事件も一段落がつきレオトラードは荷物をまとめていた。 なんやかんやで、この町に三日ほど滞在してしまったし、その間に病気の人を看たりと 何気なく忙しく立ち回っていた。 その間、セーバの家に滞在させて貰っていて、内心お金が浮いたなどと貧乏くさいことも思っていた。
「そういえば、誰かに会いにきたと言っていたのに・・・ 今更ながらこんな言い方は変だけど、こんなにのんびりしていていいの?」
何気なくセーバの言った事がレオトラードに突き刺さる。 ギギギギギときしみそうなくらい不自然な動き方で振り向くレオトラードに 思わず後ずさるセーバ。
「な・・・・・どうしたの・・・?」
「やっばいです!! 彼の出産に間に合いませんよっ!!? 」
きゃーといいながら急いで身支度を整える。 その合間にブツブツ、何かを言っているが、セーバにはさっぱり意味が理解できなかった。

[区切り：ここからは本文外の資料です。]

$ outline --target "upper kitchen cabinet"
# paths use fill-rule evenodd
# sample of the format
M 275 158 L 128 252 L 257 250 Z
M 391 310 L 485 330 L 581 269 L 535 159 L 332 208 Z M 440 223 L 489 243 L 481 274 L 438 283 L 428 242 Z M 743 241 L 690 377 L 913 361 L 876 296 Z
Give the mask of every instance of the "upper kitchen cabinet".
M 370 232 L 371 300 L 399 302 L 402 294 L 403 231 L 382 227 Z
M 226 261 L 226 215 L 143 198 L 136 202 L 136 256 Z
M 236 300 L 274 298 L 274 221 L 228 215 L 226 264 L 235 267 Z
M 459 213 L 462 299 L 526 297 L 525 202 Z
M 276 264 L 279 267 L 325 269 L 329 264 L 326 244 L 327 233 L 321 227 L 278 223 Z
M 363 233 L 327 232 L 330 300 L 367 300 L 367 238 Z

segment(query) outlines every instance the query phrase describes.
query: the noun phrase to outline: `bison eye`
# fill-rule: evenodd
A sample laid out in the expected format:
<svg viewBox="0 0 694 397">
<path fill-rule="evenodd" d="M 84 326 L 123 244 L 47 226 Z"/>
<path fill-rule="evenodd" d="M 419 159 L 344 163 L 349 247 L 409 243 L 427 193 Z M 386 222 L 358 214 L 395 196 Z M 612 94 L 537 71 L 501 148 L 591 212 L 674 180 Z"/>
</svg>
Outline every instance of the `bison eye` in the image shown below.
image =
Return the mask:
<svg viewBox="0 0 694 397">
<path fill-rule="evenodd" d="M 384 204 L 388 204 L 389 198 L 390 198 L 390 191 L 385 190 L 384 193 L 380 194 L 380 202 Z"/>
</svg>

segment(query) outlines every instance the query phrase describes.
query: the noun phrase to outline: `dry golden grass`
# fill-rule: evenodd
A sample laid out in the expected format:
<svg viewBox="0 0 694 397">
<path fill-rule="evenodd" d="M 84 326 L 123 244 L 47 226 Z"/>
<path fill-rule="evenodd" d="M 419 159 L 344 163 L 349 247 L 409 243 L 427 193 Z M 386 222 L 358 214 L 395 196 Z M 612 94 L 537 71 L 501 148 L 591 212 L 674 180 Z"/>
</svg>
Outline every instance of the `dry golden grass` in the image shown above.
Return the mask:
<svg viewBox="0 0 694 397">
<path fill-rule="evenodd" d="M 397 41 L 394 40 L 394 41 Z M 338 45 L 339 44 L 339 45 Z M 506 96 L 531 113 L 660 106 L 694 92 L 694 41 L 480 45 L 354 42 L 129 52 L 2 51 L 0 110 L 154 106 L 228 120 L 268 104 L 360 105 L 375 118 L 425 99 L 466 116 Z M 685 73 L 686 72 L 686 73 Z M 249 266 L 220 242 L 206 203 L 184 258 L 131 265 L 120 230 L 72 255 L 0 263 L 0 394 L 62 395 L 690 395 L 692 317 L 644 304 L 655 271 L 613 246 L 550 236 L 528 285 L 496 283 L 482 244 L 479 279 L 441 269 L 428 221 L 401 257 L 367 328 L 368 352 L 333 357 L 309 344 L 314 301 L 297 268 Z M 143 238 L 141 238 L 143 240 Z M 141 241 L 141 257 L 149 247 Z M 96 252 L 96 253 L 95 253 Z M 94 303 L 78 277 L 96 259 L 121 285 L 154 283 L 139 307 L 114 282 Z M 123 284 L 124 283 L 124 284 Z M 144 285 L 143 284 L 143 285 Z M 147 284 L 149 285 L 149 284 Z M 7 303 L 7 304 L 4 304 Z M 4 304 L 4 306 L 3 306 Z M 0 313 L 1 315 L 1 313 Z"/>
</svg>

そして、挨拶もそこそこに脱兎のごとくの勢いでこの町から去ってゆくのでした。
一人取り残されたセーバはふと疑問に思った・・・・・
「『彼』が出産???」
首を傾げつつも、まぁ、レオトラードだからと言う事で締めくくったのだ。 そして、今はもう見えない背中を見送るのだった。